Vous ne vous sentez pas reconnue?
C’est comme si la justice me disait que ma vie ou ma détresse n’avait aucune importance. Que le jugement de première instance n’a aucun poids, qu’il est balayé. Que de ne plus pouvoir sortir de chez moi, car je suis terrifiée, de ne plus voir mes potes, de perdre mon travail, ne plus pouvoir donner de concert, ça ne compte pour rien du tout. C’est une violence supplémentaire qu’on m’inflige.
Quel message cela envoie aux autres victimes de violences sexuelles?
J’ai juste envie de leur dire: «Ne portez pas plainte, vous allez mourir.» Malgré la douleur, je me disais qu’il fallait que j’aille au bout, que j’en parle, que je sois un exemple pour d’autres victimes. Mais tu as beau hurler, personne ne t’entend.
Vous leur conseillerez de ne plus porter plainte?
Dans un système comme ça, non.

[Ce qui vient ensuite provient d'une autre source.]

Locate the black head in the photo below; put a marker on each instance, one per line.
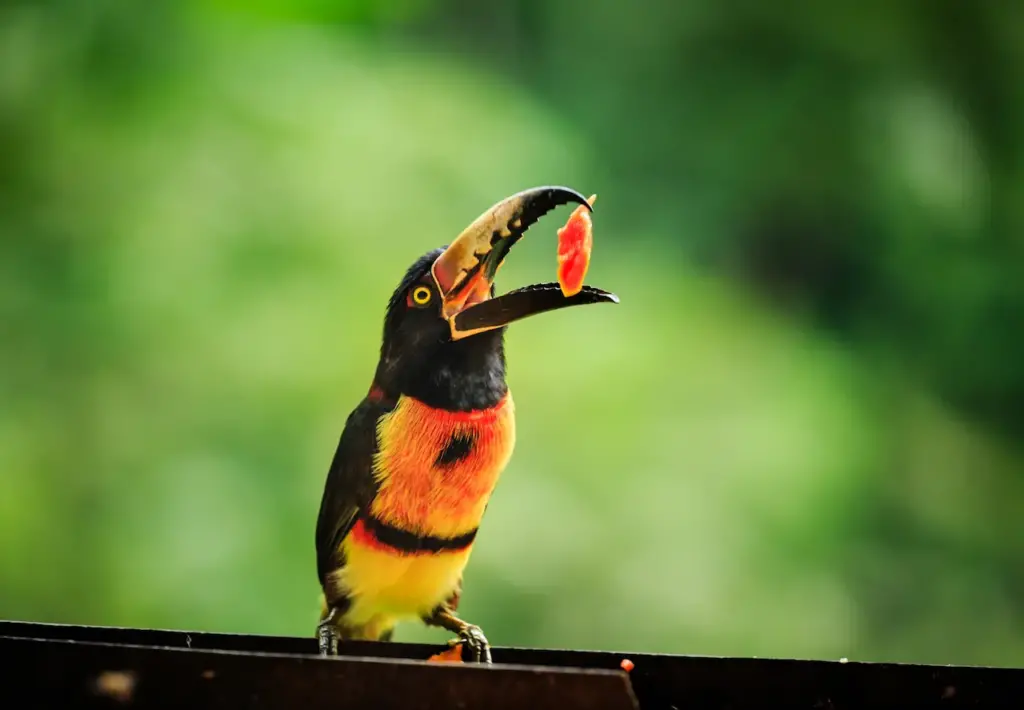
(419, 357)
(444, 329)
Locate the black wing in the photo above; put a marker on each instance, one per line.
(350, 486)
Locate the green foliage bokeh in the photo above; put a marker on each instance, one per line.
(798, 434)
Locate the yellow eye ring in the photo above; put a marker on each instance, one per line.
(421, 295)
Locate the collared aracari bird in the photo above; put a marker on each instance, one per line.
(420, 455)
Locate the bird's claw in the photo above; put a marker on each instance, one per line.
(328, 638)
(479, 649)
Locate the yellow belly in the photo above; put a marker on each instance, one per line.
(385, 587)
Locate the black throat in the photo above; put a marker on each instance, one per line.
(460, 375)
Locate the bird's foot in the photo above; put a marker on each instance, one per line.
(476, 642)
(327, 636)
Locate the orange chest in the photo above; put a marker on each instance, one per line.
(436, 469)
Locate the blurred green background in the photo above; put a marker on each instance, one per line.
(799, 434)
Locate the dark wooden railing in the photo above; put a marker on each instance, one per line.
(46, 665)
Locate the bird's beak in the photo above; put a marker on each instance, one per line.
(465, 270)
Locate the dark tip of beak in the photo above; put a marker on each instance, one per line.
(532, 204)
(539, 201)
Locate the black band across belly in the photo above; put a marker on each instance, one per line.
(413, 542)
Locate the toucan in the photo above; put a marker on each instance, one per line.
(419, 457)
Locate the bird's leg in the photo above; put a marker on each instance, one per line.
(468, 633)
(327, 634)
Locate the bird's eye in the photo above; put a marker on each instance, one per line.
(421, 295)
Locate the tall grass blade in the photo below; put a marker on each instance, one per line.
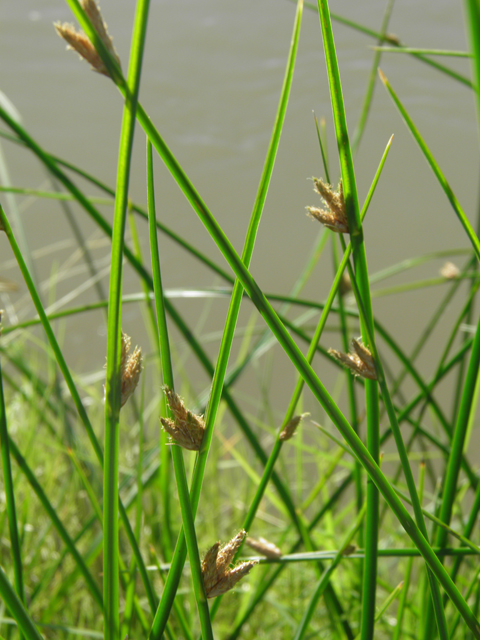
(229, 330)
(435, 168)
(188, 513)
(10, 494)
(112, 385)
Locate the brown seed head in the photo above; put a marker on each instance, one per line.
(291, 426)
(345, 284)
(79, 42)
(130, 369)
(186, 428)
(266, 548)
(335, 217)
(218, 578)
(359, 360)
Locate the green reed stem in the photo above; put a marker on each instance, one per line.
(361, 275)
(230, 324)
(325, 579)
(188, 516)
(111, 593)
(10, 495)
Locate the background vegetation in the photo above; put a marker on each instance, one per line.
(100, 512)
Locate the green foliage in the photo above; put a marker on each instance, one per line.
(99, 511)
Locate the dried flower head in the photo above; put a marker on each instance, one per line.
(291, 426)
(345, 284)
(359, 360)
(130, 368)
(218, 577)
(79, 41)
(186, 428)
(266, 548)
(450, 271)
(335, 218)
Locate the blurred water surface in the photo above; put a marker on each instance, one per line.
(212, 77)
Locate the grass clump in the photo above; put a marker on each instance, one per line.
(101, 507)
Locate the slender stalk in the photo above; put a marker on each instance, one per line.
(188, 515)
(10, 495)
(112, 384)
(230, 324)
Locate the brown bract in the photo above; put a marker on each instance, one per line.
(335, 217)
(359, 360)
(186, 428)
(79, 42)
(218, 577)
(130, 369)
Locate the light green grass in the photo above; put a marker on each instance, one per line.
(104, 523)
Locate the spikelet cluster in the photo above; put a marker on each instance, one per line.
(359, 360)
(186, 428)
(334, 217)
(130, 368)
(79, 41)
(218, 577)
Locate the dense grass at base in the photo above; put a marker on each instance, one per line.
(374, 501)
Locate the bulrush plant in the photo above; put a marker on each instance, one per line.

C’est dangereux, c’est maltraitant, c’est meurtrier. Je ne sais pas comment je suis encore vivante depuis le début et surtout depuis lundi soir. Heureusement que j’ai ma fille…
Vous envisagez d’aller jusqu’au Tribunal fédéral?
Je ne sais pas. Comment avoir de l’espoir avec un résultat pareil? J’ai l’impression d’avoir été pendue sur la place centrale de Fribourg.
Vous avez besoin de cette validation de la justice?
Je voulais qu’on donne un signal fort à mon agresseur, qu’il n’avait pas le droit de me faire du mal. Moi, je n’ai aucun droit, à part celui de rentrer chez moi avec ma parole mise en doute. Et l’idée que je méritais de me faire tabasser. Lui, peut continuer sa vie tranquillement.
Une gifle pour vous et pour toutes les victimes de violences sexuelles.
C’est clair. Celles qui hésitaient à porter plainte, elles vont se dire quoi? Qu’elles n’ont aucune chance.
Est-il encore important pour vous de témoigner dans les médias?
Oui, je le fais pour les autres. J’avais tellement envie de montrer qu’une procédure, c’était dur, mais que les choses pouvaient changer… Heureusement, depuis hier, j’ai reçu une centaine de messages, ça me donne un peu de force. Je fais partie aussi d’un groupe de parole pour victimes de violences sexuelles à Fribourg, «Amor Fati». On se soutient les unes les autres.
Vous avez envie de dire quoi à la justice fribourgeoise?
Qu’ils ne se rendent pas compte des dégâts psychologiques qu’ils infligent aux victimes. Déjà, après l’épreuve du premier procès, j’avais eu le sentiment d’être violée une deuxième fois. Eh bien là, j’ai été violée une troisième fois.
Comment voyez-vous la suite?
Je vais m’occuper de ma sœur, qui commence une chimiothérapie demain. C’est très triste, mais ça me donne une raison de vivre. Celle d’être là pour elle et de l’accompagner dans cette douleur.